O RETROCESSO DOS MILHÕES: Como a Licitação do Lixo em Santa Luzia Desafia a Nova Lei de Licitações à Sombra do Passado
Por Vitrine noticias /Editoria de Opinião
Em pleno ano de 2026, com a tecnologia governando desde as transações bancárias até a inteligência artificial aplicada à gestão pública, o Município de Santa Luzia, em Minas Gerais, parece ter decidido acionar uma máquina do tempo administrativa. A publicação do Edital da Concorrência Pública nº 15/2026 (Processo Administrativo nº 1868/2026) traz um enredo que mistura cifras astronômicas, escolhas jurídicas questionáveis e um forte odor de retrocesso institucional.

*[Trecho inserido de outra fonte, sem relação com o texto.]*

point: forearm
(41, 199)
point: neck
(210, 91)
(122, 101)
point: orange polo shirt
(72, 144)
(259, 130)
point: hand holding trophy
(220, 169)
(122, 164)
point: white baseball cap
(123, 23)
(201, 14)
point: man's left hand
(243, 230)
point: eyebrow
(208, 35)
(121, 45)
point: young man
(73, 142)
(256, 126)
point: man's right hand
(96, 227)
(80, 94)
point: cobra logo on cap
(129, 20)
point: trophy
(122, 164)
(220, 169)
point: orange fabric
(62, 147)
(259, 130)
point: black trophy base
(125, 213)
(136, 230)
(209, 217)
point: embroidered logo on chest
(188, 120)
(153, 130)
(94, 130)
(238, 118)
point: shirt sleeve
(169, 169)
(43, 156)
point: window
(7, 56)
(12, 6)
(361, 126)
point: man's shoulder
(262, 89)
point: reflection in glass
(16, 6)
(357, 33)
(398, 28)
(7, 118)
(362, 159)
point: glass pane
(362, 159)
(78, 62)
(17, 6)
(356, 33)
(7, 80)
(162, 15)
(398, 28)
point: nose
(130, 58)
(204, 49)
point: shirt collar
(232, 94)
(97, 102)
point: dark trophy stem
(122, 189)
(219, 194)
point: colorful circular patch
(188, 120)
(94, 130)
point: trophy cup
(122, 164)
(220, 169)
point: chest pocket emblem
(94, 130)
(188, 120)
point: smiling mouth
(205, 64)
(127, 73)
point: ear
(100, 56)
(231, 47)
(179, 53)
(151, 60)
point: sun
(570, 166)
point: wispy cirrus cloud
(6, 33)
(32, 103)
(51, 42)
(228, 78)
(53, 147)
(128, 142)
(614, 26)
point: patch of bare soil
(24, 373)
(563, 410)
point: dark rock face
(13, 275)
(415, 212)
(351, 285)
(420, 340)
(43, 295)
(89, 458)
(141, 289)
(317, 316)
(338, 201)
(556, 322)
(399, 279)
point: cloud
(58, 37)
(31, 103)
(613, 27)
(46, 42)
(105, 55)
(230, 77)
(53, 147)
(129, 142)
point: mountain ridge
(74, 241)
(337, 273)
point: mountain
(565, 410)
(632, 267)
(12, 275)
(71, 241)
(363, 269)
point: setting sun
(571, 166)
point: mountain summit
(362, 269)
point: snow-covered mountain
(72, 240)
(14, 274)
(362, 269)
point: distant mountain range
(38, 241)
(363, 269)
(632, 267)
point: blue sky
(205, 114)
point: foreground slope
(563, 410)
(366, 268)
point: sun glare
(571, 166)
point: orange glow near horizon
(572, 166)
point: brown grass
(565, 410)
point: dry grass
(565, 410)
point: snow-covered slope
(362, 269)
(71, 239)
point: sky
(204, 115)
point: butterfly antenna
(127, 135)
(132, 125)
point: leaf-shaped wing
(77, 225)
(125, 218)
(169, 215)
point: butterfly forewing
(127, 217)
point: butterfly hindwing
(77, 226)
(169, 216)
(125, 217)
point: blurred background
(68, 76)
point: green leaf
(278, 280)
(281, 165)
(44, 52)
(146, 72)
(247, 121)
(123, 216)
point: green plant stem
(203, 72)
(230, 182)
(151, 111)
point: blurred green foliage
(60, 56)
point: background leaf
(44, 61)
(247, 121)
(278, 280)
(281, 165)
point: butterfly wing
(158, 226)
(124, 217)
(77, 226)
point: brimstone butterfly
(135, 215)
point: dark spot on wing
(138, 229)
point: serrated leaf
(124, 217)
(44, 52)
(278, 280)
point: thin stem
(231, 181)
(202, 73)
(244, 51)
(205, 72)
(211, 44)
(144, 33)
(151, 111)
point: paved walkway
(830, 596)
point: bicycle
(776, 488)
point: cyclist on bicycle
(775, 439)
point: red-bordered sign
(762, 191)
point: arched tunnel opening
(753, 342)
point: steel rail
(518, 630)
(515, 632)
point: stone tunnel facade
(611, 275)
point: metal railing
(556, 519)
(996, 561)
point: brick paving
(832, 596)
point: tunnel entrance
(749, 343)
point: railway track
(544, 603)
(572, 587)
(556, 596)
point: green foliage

O objeto em questão é o clássico "filé mignon" das administrações municipais: os serviços de coleta de lixo, limpeza urbana e destinação final em aterro sanitário. O preço do contrato? Escandalosos R$ 77.330.919,20. No entanto, não é o valor de quase 77 e meio milhões de reais que mais choca o cidadão atento, mas sim a engenharia burocrática desenhada para escolher quem vai abocanhar essa bolada.
A Volta do "Olho no Olho" em Contratos Milionários
O primeiro grande tapa na modernidade é a escolha da forma presencial. A nova Lei de Licitações (Lei nº 14.133/2021), amplamente citada no preâmbulo do próprio edital, nasceu com o espírito intrinsecamente digital. A legislação federal estabelece o formato eletrônico como regra absoluta, visando permitir que empresas de qualquer canto do país disputem o dinheiro público, derrubando cartéis locais e forçando os preços para baixo.
Ao optar por uma sessão pública presencial, marcada para o dia 11 de junho de 2026, às 10:00, na Carreira Comprida, a Gerência de Licitações de Santa Luzia cria uma barreira física indisfarçável. Em bom português: restringe-se a concorrência. O formato presencial ressuscita a nefasta era das "reuniões de envelopes", onde licitantes se encontram nos corredores, trocam olhares — e, em casos historicamente investigados pelo Ministério Público, combinam resultados. Por que afastar os concorrentes digitais em um contrato deste tamanho?
"Técnica e Preço": O Atalho Preferido do Direcionamento
Se a exigência da presença física já levanta sobrancelhas, o critério de julgamento estabelecido — Técnica e Preço — faz o sinal de alerta dos órgãos de controle disparar.
A coleta de resíduos e a varrição de vias públicas são, por definição técnica e jurisprudência consolidada do Tribunal de Contas da União (TCU), serviços comuns. Lixo se recolhe, transporta e aterra seguindo padrões de mercado idênticos em qualquer lugar. Não há segredo industrial, não há inovação científica, não há "intelectualidade" no ato de varrer uma rua que justifique avaliar a "técnica" do prestador acima do preço que ele cobra.
Historicamente, o critério "Técnica e Preço" em serviços de limpeza urbana funciona como uma cortina de fumaça. Ao atribuir notas subjetivas para quesitos técnicos metodológicos elaborados sob medida, a administração pública ganha o poder de desclassificar propostas muito mais baratas sob o pretexto de que a empresa "A" ou "B" tem uma técnica supostamente superior. O resultado desse malabarismo jurídico é quase sempre o mesmo: o erário paga mais caro por um serviço que poderia custar muito menos se o critério fosse o simples Menor Preço.
Um Desafio Prático à Lei 14.133/2021
É uma ironia perversa que o edital invoque a Lei nº 14.133/2021 para validar um arranjo que contraria os princípios mais basilares da própria lei: a busca pela proposta mais vantajosa, a eficiência, a impessoalidade e a moralidade administrativa. O princípio do parcelamento do objeto, por exemplo, que exigiria separar a coleta da destinação final para abrir mercado a empresas menores, parece ter sido jogado na lixeira da cozinha da prefeitura.
Os mais de 77 milhões de reais que sairão dos impostos dos luzienses mereciam um processo blindado contra qualquer suspeita. Mereciam um pregão eletrônico transparente, auditável por qualquer cidadão do sofá de sua casa, transmitido ao vivo e aberto à ampla disputa de mercado.
A sessão pública do dia 11 de junho não será apenas o dia de abertura de propostas para limpar as ruas de Santa Luzia. Será o dia em que o Ministério Público de Minas Gerais (MPMG) e o Tribunal de Contas do Estado (TCE-MG) testarão sua própria relevância perante a sociedade. Aceitar passivamente uma concorrência presencial de "técnica e preço" deste montante é assinar o atestado de que, na gestão pública, quanto mais as leis mudam para frente, mais os velhos hábitos dão um jeito de correr para trás. O cidadão de Santa Luzia pagará a conta — e ela virá muito cara.